CDC NORTHWEST ARKANSAS REPORT
A team from the U.S. Centers for Disease Control and Prevention in Northwest Arkansas in early June issued a report critical of efforts to respond to the outbreak within Hispanic and Marshallese communities. The report said people were sent back to work before testing results were known, and education efforts were not enough.
As of June 13, the CDC report noted that Hispanics are 17% of the population in Benton and Washington counties, but known COVID cases among Hispanics was 45% of the cases in the two counties. Marshallese/Pacific Islanders are 1.5% of the Northwest Arkansas population, but 19% of cases in the region.
“ADH conducts COVID-19 case investigations and contact tracing and provides testing for the community including Hispanic and Marshallese populations; however, with only one Spanish-speaking and 8 Marshallese-speaking case investigators in Benton and Washington Counties, ADH is unable to adequately respond to increasing case counts to address specific cultural and language barriers. In addition to the ADH, multiple other institutions and organizations are contributing to the COVID-19 response in NW Arkansas with limited coordination between these institutions,” the report noted.

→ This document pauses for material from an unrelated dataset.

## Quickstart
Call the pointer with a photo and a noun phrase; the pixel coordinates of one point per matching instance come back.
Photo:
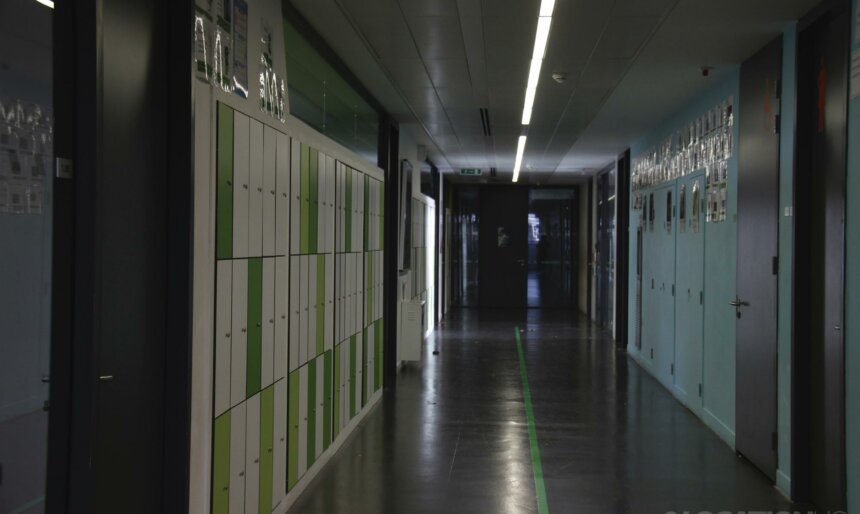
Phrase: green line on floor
(537, 468)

Following are the targeted responses recommended in the CDC report.
• Use data-driven approaches to prioritize testing in settings with the highest COVID-19 burden.
• Prioritize contact tracing and case investigation for high occupancy households and settings.
• Coordinate with community partners to provide targeted communication and education.
• Coordinate a multisector and multiagency plan that organizes and converges efforts to slow the spread of COVID-19 and reduce health, social and economic barriers.
• Reduce missing data by prioritizing the collection of key variables (e.g., race/ethnicity, address, employment, co-morbidities, possible contacts/exposures).
Of the CDC report, Gov. Hutchinson said “we take that very seriously,” with an ADH working group responding to the CDC findings. Smith said he is “very sympathetic” to the challenges faced by the minority communities.
“This [CDC report] is just telling us that we need to continue doing the work that we already know we need to do, and we’re glad that the CDC was actually able to get down and talk to members of the community and confirm our impressions that we need more linguistically and culturally appropriate messaging,” Smith said.